Building from scratch is an advanced option. You take on responsibility for tracking upstream changes to the v5-standard image including Python pins, security patches, platform tooling, and the platform-required files under /databricks/ and /etc/environment. Instead, Databricks recommends extending databricksruntime/environment:v5-standard as shown earlier in Step 2.

Databricks provides a reference Dockerfile and requirements.txt that recreate the essential Python environment of v5-standard. Download both files into the same directory before building:

Dockerfile (save as Dockerfile, without the .txt extension)
requirements.txt

To build the image, run:

Bash
docker build -t <your-registry>/<repo>:<tag> .

If your build host cannot reach https://pypi.org, override the pip index at build time by running:

Bash
docker build --build-arg PIP_INDEX_URL=https://your-mirror/simple -t <your-registry>/<repo>:<tag> .

Before continuiing to the next step, verify that the curated Python packages import cleanly by running:

Bash
docker run --rm --cpus 2 <your-registry>/<repo>:<tag> \
  /databricks/python3/bin/python -c \
  "import pandas, numpy, pyarrow, mlflow, databricks.connect; print('OK')"

Step 3: Push your image to a registry

Next, push your image to a Docker registry. Databricks Container Services supports the same registries on both standard and dedicated compute:

Docker Hub with no authentication or basic authentication.
Azure Container Registry with basic authentication.

Amazon Elastic Container Registry (Amazon ECR) with IAM (with the exception of Commercial Cloud Services (C2S)).

Other registries that support no authentication or basic authentication should also work.

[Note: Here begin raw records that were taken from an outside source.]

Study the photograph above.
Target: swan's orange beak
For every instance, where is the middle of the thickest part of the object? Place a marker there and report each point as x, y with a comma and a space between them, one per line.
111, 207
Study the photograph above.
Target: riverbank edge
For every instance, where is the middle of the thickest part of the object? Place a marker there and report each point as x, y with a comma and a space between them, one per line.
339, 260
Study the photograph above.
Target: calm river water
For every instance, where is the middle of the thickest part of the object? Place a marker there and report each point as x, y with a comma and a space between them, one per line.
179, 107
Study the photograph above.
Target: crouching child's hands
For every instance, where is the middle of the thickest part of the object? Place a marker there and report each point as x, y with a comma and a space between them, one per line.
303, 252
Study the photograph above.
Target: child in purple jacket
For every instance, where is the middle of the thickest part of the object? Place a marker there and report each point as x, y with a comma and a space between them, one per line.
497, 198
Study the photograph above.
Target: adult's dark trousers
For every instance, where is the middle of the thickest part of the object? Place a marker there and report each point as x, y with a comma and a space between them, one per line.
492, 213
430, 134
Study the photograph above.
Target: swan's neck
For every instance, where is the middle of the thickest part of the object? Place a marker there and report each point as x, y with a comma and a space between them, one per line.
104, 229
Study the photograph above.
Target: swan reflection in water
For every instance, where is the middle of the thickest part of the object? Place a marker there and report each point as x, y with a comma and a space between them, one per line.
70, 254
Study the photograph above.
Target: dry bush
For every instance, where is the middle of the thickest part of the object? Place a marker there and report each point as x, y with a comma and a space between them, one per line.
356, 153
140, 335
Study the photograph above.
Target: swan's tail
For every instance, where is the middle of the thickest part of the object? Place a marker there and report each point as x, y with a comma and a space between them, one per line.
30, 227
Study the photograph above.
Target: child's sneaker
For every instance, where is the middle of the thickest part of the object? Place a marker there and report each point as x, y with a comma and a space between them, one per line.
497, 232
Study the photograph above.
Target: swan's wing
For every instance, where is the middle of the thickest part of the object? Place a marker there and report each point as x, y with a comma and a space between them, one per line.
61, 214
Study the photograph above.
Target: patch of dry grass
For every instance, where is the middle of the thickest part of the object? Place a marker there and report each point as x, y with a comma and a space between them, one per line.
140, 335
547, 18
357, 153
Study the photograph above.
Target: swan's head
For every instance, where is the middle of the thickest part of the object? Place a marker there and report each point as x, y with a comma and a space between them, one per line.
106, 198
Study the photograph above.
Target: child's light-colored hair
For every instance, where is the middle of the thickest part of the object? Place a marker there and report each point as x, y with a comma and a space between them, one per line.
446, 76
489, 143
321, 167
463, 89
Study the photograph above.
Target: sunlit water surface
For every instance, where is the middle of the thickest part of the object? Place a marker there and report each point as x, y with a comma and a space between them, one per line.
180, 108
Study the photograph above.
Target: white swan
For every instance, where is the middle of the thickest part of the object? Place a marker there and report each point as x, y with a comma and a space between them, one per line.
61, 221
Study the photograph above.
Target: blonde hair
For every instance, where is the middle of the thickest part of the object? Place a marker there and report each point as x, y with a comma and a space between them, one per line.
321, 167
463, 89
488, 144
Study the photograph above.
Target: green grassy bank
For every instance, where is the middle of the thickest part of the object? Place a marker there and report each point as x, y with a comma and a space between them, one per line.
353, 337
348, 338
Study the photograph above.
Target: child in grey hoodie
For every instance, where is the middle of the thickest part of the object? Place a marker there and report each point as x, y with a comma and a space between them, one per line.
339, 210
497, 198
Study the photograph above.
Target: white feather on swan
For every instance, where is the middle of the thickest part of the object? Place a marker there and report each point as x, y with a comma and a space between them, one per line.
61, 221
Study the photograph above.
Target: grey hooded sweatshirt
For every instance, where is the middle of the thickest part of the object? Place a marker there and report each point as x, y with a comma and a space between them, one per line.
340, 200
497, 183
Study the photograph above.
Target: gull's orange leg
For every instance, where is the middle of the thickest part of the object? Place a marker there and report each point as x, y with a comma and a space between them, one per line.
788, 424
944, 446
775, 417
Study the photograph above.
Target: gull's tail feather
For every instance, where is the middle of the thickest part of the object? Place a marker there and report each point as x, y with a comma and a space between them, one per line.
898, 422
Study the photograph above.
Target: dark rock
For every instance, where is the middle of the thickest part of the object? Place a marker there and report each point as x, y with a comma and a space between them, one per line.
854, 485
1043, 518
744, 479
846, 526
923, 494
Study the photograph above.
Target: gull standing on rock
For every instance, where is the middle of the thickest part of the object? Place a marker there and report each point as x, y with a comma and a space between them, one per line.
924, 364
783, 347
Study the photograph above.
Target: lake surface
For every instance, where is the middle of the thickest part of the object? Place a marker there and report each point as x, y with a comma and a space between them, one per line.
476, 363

Basic authentication uses your registry username and password.

For best image-pull performance, use a registry in the same cloud and region as your Databricks workspace.

Bash
echo "$REGISTRY_PASSWORD" | docker login -u <registry-username> --password-stdin <registry-url>
docker push <registry-url>/<project>[/<repo>]:<tag>

note

If you use Docker Hub, check that your rate limits accommodate the compute you expect to launch in a six-hour period. See the Docker documentation for details. If this limit is exceeded, requests return 429 Too Many Requests.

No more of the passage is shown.